22 Décembre, 2017, 15:21 | Auteur: Djeferson Maurice
  • L'hôpital de Quimperlé percevait une enveloppe de 124.000 € par an de la part de l'ARH depuis 2004 pour rémunérer le praticien absent

Comme dénoncé par un rapport de la chambre régionale des comptes de Bretagne, ce jeudi 21 décembre, un médecin chef de service de l'hôpital de Quimperlé, dans le Finistère, a été rémunéré pendant 30 ans malgré son absence, relève Le Parisien.

Le praticien avait été nommé chef de service, en 1984, au centre hospitalier de Quimperlé. Outre un déficit d'image, il en est résulté un coût salarial de 130.000 euros par an et une privation de recettes annuelles estimée à 980.000 euros, soit un coût total de 5,5 millions d'euros entre 2012 et 2016 " pour l'hôpital, résume la chambre régionale des comptes.
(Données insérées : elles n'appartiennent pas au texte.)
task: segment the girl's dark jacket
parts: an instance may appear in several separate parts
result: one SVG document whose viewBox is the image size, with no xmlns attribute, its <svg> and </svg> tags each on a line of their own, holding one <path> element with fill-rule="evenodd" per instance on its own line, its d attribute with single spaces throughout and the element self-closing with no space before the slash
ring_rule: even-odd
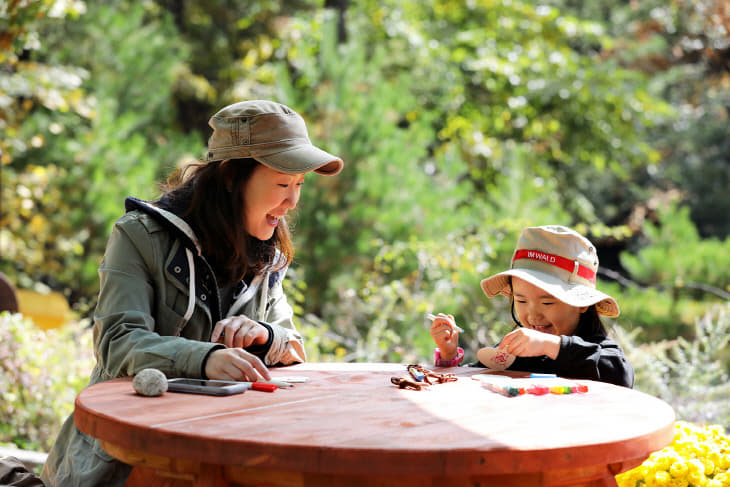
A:
<svg viewBox="0 0 730 487">
<path fill-rule="evenodd" d="M 516 357 L 509 370 L 556 374 L 573 379 L 589 379 L 625 387 L 634 386 L 634 369 L 618 343 L 602 333 L 591 333 L 579 324 L 573 335 L 560 337 L 560 352 L 553 360 Z M 471 364 L 483 367 L 479 362 Z"/>
</svg>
En de multiples occasions, alors que la direction de l'établissement pointait les déficits annuels, les syndicats et la communauté de l'établissement (conseil de surveillance, personnels) dénonçaient cette situation ubuesque d'un médecin absent mais néanmoins rémunéré. Selon ce rapport, qui ne cite pas le nom du praticien, l'homme avait été suspendu de ses fonctions, tout en demeurant dans les effectifs.

Mais ce dernier figurait toujours dans l'effectif de l'établissement.

Les magistrats pointent une "situation irrégulière, liée à une volonté de défense du corps des praticiens hospitaliers" qui "contrevient à l'intérêt général, aux intérêts du système de santé publique et de protection sociale et altère la pérennité financière de l'établissement". Au 31 octobre 2016, il percevait une rémunération brute de près de 7.400 euros par mois. "En 2010, le directeur de l'hôpital avait demandé au médecin de faire valoir ses droits à la retraite mais ce dernier avait refusé". Il a fini par accepter " en janvier 2017", précise Carole Brision, nouvelle directrice de l'hôpital de Quimperlé.

En 2004, l'hôpital s'est même vu attribuer une enveloppe de 124 000 euros par l'agence régionale de l'hospitalisation (ARH) pour " compenser le surcoût lié à ce praticien sans affectation ni activité ".